HELENA – The Tri-County Licensed Beverage Association said their DUI prevent efforts with mobile ride-sharing have succeeded beyond expectations.
“The Home Free Program” is a partnership between the beverage association and Uber that was developed in 2016.
The program is currently in use at 11 taverns in the area and since its inception it has helped to keep 1,100 drunk drivers off Helena-area streets and highways.
Tri-County Licensed Beverage Association President Bruce McCullough said Home Free is an easy way to take preventative steps to keep drunk drivers off roads and hopefully save lives.
“The biggest thing when we put this together is it had to be affordable, reliable and simple, because if it’s complicated bartenders aren’t going to take the time to do it,” noted McCullough, “By simply pushing a button and entering an address it’s a done deal.”
Each participating location has a dedicated device with a special Uber app on it.

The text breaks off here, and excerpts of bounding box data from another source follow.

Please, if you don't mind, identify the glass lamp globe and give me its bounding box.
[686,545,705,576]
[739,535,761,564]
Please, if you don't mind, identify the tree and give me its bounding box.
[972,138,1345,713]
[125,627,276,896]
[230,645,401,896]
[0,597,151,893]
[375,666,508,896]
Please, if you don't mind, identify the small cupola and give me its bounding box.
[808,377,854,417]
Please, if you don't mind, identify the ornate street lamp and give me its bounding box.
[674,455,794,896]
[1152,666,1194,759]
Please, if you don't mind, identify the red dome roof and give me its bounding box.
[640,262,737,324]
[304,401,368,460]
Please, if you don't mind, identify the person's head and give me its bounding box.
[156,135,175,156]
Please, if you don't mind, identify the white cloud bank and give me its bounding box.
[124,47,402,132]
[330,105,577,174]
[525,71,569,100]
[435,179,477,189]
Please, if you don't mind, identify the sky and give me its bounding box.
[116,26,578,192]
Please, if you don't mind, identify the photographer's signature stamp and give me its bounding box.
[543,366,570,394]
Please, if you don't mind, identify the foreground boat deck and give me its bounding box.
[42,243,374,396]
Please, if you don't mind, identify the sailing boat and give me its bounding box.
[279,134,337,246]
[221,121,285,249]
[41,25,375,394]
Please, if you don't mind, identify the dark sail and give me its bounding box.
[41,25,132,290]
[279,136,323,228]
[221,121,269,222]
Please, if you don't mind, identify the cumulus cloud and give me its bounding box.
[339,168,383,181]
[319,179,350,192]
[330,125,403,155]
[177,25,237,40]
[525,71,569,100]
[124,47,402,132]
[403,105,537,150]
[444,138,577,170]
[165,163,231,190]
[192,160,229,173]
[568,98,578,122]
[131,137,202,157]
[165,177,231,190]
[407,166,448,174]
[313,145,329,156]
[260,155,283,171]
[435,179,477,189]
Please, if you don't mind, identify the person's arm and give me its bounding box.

Bartenders just have to type in the home address for the person that needs it and then the driver is notified.
The program doesn’t cost tavern patrons any money to use the service.
Rides cost around $17 per ride and each participating member pays $300 a year into a fund for the program.

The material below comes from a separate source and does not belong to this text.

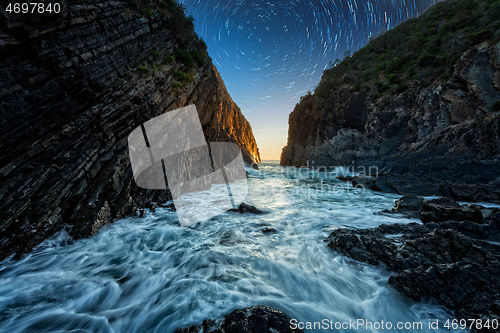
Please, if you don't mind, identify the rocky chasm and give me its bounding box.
[0,0,260,259]
[281,0,500,192]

According to the Montana Taverns Association, Helena is the first community in the nation to create such an Uber program.
McCullough hopes that the success they’ve seen will help encourage others in the community and around the state to take part in the program.
Other tavern associations across Montana have also taken steps to help stop drunk driving with preventative programs.
The Cascade County Tavern Association (CCTA) has operated its Home Safe program for more than 30 years.
CCTA owns two shuttles and employs additional SUVs on New Year’s Eve to help transport people safely.
The Silver Bow Tavern Association Home Free program lets patrons at more than 40 Butte bars tell their bartender they need a ride home and they are given vouchers that pay for their rides.
Home Safe in Missoula is used by 15 bars where they pay a base fee to give their customers a voucher that is good as far as four miles outside the city limits.
The Montana Taverns Association say most cities across the state offer some type of local transportation service to prevent drunk driving.
“Almost any bar in Montana will provide a ride home for their patrons,” explained Dax Cetraro, President of the Montana Tavern Association and a bar owner himself. “As bar owners, we have a lot at stake ourselves, and we don’t want you out on Montana roads if you’ve been drinking.”
McCullough personally would like to see a change to how Montana fights drunk driving.
“We need enforcement, yes, but we need to focus on prevention first and creating a new culture in our state. Instead of spending countless dollars on stiffer penalties and increased jail times or a dedicated DUI patrolman, wouldn’t it be wiser to spend more money on programs for prevention?” stated McCullough, “Helena has kept over 1,100 drunk drivers off the road in the last 18 months. Think what that number could look like if we were able run programs like Home Free across Montana.”